Elle ne nous en donne en fait que l’une des sources ; car ces schèmes procèdent en même temps d’une autre genèse, s’originent dans les phénomènes les plus élémentaires de notre vie, dans l’intrigue du moi et du restant. C’est là, sur notre plan d’immanence, que se forment les schèmes et les phantasmes qui structurent notre expérience de l’étranger »28. Puisque ce schème semble dériver d’une forme de la théologie chrétienne, l’auteur cherche à comprendre quel type de croyance religieuse est nécessaire à son apparition. Il met en évidence que c’est la croyance au diable, à Satan, qui rend possible l’idée d’une ennemi absolu qu’il faut combattre jusqu’à la mort, mais, en même temps, montre que ce n’est pas toute croyance au diable qui la rend possible. Il faut concevoir le diable comme terriblement puissant, presqu’à l’égal de Dieu, car si on croit que le diable est quasiment sans force, qu’on peut aisément le berner, point n’est besoin de lutter jusqu’à l’extermination contre ses supposés partisans. Autrement dit, il est nécessaire de penser un monothéisme qui s’affaiblit et laisse place à un dualisme manichéen auquel on peut attribuer la possibilité d’une partition de l’humanité en deux « races ». Ceci suppose une certaine croyance en Dieu, qu’on peut historiquement dater, car auparavant le diable dupé est une représentation récurrente.

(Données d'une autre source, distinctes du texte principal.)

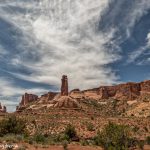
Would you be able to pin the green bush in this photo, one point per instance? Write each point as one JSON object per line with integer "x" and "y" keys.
{"x": 65, "y": 145}
{"x": 70, "y": 132}
{"x": 39, "y": 138}
{"x": 12, "y": 125}
{"x": 148, "y": 140}
{"x": 90, "y": 127}
{"x": 113, "y": 136}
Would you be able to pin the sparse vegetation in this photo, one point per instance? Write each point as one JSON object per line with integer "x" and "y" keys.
{"x": 70, "y": 132}
{"x": 12, "y": 125}
{"x": 114, "y": 136}
{"x": 148, "y": 140}
{"x": 90, "y": 126}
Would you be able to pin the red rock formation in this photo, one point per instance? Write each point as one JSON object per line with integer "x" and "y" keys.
{"x": 28, "y": 98}
{"x": 64, "y": 86}
{"x": 145, "y": 86}
{"x": 4, "y": 109}
{"x": 0, "y": 106}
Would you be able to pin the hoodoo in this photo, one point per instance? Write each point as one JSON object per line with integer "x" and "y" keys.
{"x": 64, "y": 86}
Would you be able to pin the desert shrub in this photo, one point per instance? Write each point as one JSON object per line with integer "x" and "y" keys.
{"x": 84, "y": 142}
{"x": 141, "y": 144}
{"x": 70, "y": 132}
{"x": 65, "y": 145}
{"x": 148, "y": 140}
{"x": 113, "y": 136}
{"x": 39, "y": 138}
{"x": 12, "y": 125}
{"x": 90, "y": 127}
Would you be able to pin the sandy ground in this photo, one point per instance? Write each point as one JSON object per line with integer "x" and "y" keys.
{"x": 72, "y": 147}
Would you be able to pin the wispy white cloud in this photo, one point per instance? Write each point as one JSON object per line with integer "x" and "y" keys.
{"x": 137, "y": 53}
{"x": 70, "y": 42}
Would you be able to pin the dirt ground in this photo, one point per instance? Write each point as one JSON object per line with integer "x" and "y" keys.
{"x": 71, "y": 147}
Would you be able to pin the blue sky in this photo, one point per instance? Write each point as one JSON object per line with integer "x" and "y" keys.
{"x": 94, "y": 42}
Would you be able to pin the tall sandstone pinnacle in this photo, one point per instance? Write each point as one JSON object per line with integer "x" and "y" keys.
{"x": 64, "y": 86}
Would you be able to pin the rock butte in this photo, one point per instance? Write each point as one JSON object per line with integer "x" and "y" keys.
{"x": 126, "y": 91}
{"x": 3, "y": 109}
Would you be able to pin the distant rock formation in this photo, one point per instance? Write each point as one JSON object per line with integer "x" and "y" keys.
{"x": 65, "y": 102}
{"x": 128, "y": 91}
{"x": 48, "y": 97}
{"x": 122, "y": 94}
{"x": 64, "y": 86}
{"x": 28, "y": 98}
{"x": 3, "y": 109}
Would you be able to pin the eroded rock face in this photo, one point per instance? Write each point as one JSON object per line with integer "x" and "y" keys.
{"x": 145, "y": 86}
{"x": 64, "y": 86}
{"x": 126, "y": 91}
{"x": 3, "y": 109}
{"x": 28, "y": 98}
{"x": 48, "y": 97}
{"x": 65, "y": 102}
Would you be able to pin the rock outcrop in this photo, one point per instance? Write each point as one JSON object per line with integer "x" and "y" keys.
{"x": 65, "y": 102}
{"x": 28, "y": 98}
{"x": 48, "y": 97}
{"x": 3, "y": 109}
{"x": 64, "y": 86}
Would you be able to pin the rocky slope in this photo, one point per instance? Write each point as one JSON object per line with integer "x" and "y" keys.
{"x": 123, "y": 99}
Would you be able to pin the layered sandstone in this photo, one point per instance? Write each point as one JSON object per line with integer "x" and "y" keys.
{"x": 3, "y": 109}
{"x": 128, "y": 91}
{"x": 64, "y": 86}
{"x": 28, "y": 98}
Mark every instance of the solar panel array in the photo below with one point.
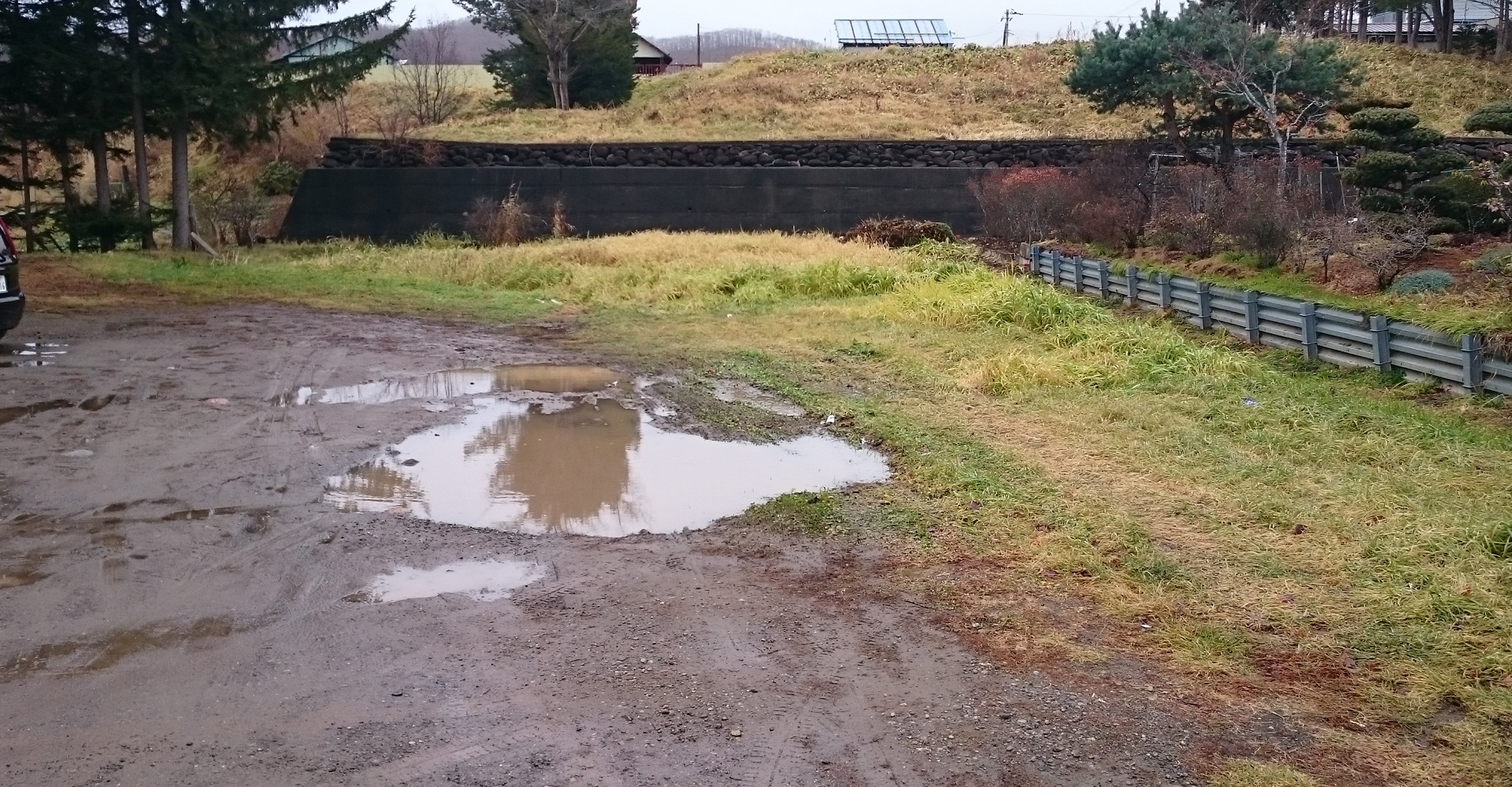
(892, 32)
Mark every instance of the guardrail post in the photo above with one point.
(1380, 343)
(1252, 317)
(1310, 330)
(1470, 348)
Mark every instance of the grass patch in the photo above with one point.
(1317, 539)
(1452, 312)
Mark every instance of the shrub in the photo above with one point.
(1494, 261)
(1024, 205)
(1191, 211)
(1115, 195)
(899, 232)
(1423, 282)
(504, 223)
(279, 179)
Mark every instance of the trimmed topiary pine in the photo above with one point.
(1423, 284)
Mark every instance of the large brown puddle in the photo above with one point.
(588, 466)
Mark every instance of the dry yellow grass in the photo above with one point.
(1012, 93)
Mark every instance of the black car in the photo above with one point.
(11, 300)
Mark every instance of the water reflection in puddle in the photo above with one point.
(34, 355)
(448, 384)
(481, 580)
(596, 470)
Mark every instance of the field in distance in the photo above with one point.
(1012, 93)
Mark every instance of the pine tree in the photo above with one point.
(605, 73)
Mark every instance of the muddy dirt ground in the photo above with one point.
(176, 604)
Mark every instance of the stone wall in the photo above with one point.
(964, 154)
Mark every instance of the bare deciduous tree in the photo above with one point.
(1388, 243)
(1292, 85)
(428, 85)
(555, 24)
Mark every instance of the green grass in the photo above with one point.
(1337, 548)
(1455, 314)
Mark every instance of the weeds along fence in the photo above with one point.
(1321, 333)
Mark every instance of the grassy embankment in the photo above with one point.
(925, 95)
(1472, 310)
(1066, 477)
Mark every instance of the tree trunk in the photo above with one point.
(65, 165)
(1172, 128)
(558, 76)
(144, 185)
(180, 165)
(26, 195)
(1502, 32)
(1444, 24)
(102, 162)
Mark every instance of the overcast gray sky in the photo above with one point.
(971, 20)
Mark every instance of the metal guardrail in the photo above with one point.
(1322, 333)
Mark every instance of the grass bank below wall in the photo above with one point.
(1073, 483)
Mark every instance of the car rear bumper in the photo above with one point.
(11, 309)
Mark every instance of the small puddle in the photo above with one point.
(93, 404)
(451, 384)
(481, 580)
(593, 468)
(11, 414)
(34, 355)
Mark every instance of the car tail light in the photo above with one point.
(5, 236)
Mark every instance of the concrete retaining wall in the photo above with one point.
(374, 153)
(399, 203)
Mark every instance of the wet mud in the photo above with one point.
(188, 604)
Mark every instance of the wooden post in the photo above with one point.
(1310, 330)
(1252, 317)
(1380, 343)
(1470, 351)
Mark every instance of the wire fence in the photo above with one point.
(1332, 336)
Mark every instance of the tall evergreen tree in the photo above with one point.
(217, 76)
(604, 76)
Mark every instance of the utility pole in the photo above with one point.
(1007, 20)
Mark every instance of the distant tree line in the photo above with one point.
(1487, 34)
(569, 54)
(721, 46)
(80, 75)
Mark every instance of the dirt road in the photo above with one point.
(180, 604)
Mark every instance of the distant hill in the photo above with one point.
(721, 46)
(468, 43)
(930, 95)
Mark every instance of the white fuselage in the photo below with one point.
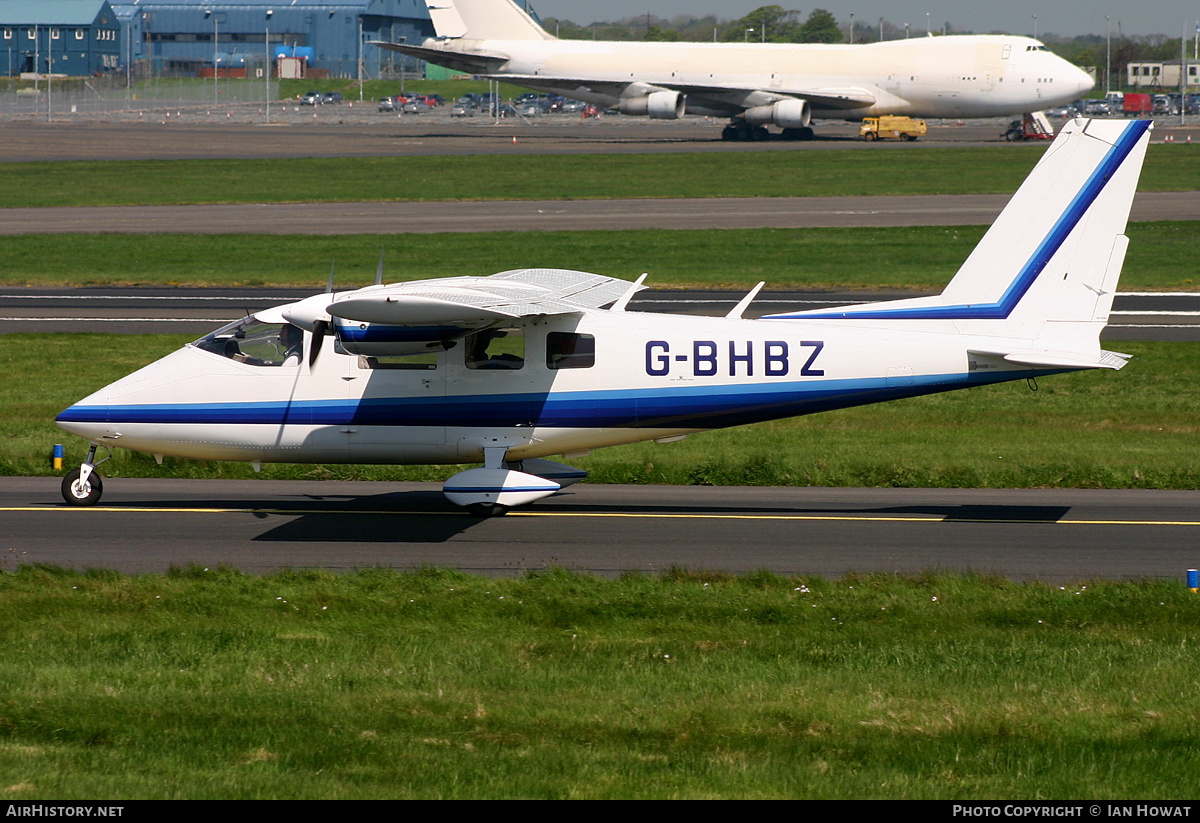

Analysant la fin de la chasse aux sorcières, J. Rogozinski montre que le savoir médical a pris le relai du pouvoir religieux. Progressivement, c’est à lui qu’est revenu le rôle de dire qui était malade, après avoir réduit les symptômes qui faisaient accuser et condamner les femmes comme sorcières à des dégénérations physiques, à des maux qu’on peut sinon soigner du moins diagnostiquer par la médecine. Pour que le médecin moderne issu des élites urbaines et masculines puisse s’implanter, il faut que soit discréditée la magie diabolique de la guérisseuse – dont la figure s’apparente à celle de la Sorcière – héritière d’un pouvoir et d’un savoir immémorial. Mais les médecins, loin de s’acharner sur les suspectes de sorcellerie, préfèrent substituer à une possession l’idée d’une mélancolie. Pour les médecins, il ne s’agit chez ces femmes que de phantasmata. Et puisque les hallucinations des sorcières peuvent s’expliquer par des raisons naturelles, nul besoin dès lors de faire intervenir le diable. Le début de l’hégémonie du pouvoir médical est concomitante de la fin de la persécution contre les sorcières. « On ne l’a pas assez remarqué : c’est au moment où s’arrête la chasse aux sorcières que s’ouvrent dans toute l’Europe des « maisons de force » où l’on va enfermer pêle-mêle mendiants et insensés, charlatans, blasphémateurs et libertins »29. Et les sorcières et les possédées relèvent désormais de la « pathologie mentale » ; pour la médecine moderne, ce sont des « hystériques ».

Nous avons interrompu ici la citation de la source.